Quality-of-Experience for XRTS 26.928

Immersiveness and Presence

Presence is the feeling of being physically and spatially located in an environment. Presence is divided into 2 types:

  • Cognitive Presence is the presence of one's mind. It can be achieved by watching a compelling film or reading an engaging book. Cognitive Presence is important for an immersive experience of any kind.
  • Perceptive Presence is the presence of one's senses. To accomplish perceptive presence, one's senses, sights, sound, touch and smell, have to be tricked. To create perceptive presence, the XR Device has to fool the user's senses, most notably the audio-visual system. XR Devices achieve this through positional tracking based on the movement. The goal of the system is to maintain your sense of presence and avoid breaking it.
    • Perceptive Presence is the objective to be achieved by XR applications and is what is referred in the following.

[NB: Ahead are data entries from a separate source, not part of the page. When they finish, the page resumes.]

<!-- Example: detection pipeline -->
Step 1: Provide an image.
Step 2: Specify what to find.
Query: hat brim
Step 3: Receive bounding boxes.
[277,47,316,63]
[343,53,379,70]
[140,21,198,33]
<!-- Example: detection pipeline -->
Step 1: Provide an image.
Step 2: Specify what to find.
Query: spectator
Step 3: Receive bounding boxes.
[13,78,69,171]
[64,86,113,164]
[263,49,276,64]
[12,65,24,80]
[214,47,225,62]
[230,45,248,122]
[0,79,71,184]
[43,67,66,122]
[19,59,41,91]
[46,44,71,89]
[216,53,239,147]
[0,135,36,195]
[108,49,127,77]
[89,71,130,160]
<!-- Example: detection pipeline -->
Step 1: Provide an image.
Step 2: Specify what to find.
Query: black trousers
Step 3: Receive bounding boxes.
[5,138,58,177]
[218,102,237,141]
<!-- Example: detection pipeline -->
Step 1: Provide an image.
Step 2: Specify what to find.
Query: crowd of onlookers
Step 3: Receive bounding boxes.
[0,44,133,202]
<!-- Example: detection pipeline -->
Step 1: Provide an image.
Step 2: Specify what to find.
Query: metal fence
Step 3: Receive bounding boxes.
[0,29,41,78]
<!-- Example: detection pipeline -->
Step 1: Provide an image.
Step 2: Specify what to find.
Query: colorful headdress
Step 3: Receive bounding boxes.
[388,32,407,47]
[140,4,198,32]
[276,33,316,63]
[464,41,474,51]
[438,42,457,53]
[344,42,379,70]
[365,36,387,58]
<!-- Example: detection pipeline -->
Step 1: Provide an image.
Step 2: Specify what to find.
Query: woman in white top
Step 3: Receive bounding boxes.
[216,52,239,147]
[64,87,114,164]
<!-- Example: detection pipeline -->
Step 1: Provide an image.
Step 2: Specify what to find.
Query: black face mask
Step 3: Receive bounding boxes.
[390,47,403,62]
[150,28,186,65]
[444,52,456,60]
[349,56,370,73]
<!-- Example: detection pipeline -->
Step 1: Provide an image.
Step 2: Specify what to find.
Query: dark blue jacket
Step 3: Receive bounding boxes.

Presence is achieved when the involuntary aspects of our reptilian corners of our brains are activated. There are four components relevant for feeling present:

  1. The Illusion of being in a stable spatial place
  2. The Illusion of self-embodiment
  3. The Illusion of Physical Interaction
  4. The Illusion of Social Communication

The most relevant component from the technical aspect is the first one. This part of presence can be broken down into three broad categories, listed in order of most important to least important for their impact on creating presence:

  1. Visual presence
  2. Auditory presence
  3. sensory or haptic presence

Technical Requirements for visual presence:

  • Tracking: 6DoF tracking, 360 degrees tracking, sub-centimeter accuracy, quarter-degree-accurate rotation tracking, no jitter, comfortable tracking volume, above 1000Hz tracking frequency.
  • Latency: < 20 ms motion-to-photon latency, minimize the time of pose-to-render-to-photon (< 50 ms), fuse optical tracking and inertial measurement unit (IMU) data, minimize loop (tracker -> CPU -> GPU -> display -> photons), minimize interaction delays and age of content depending on the application.
  • Persistence: Low persistence - Turn pixels on and off every 2 - 3 ms to avoid smearing / motion blur; 90 Hz and beyond display refresh rate to eliminate visible flicker.
  • Resolution: Spatial Resolution: No visible pixel structure - you cannot see the pixels; Temporal Resolution: a sustained frame rate of 90Hz and beyond.
  • Optics: Wide Field of view (FOV) is the extent of observable world at any given moment and typically 100 - 110 degrees FOV is needed; Comfortable eyebox - the minimum and maximum eye-lens distance wherein a comfortable image can be viewed through the lenses; High quality calibration and correction - correction for distortion and chromatic aberration that exactly matches the lens characteristics.

The sense of presence is not only important to VR experiences, but equally so to immersive AR experiences. To achieve Presence in Augmented Reality, seamless integration of virtual content and physical environment is required. Like in VR, the virtual content has to align with user's expectations. For truly immersive AR and in particular MR, it is expected that users cannot discern virtual objects from real objects.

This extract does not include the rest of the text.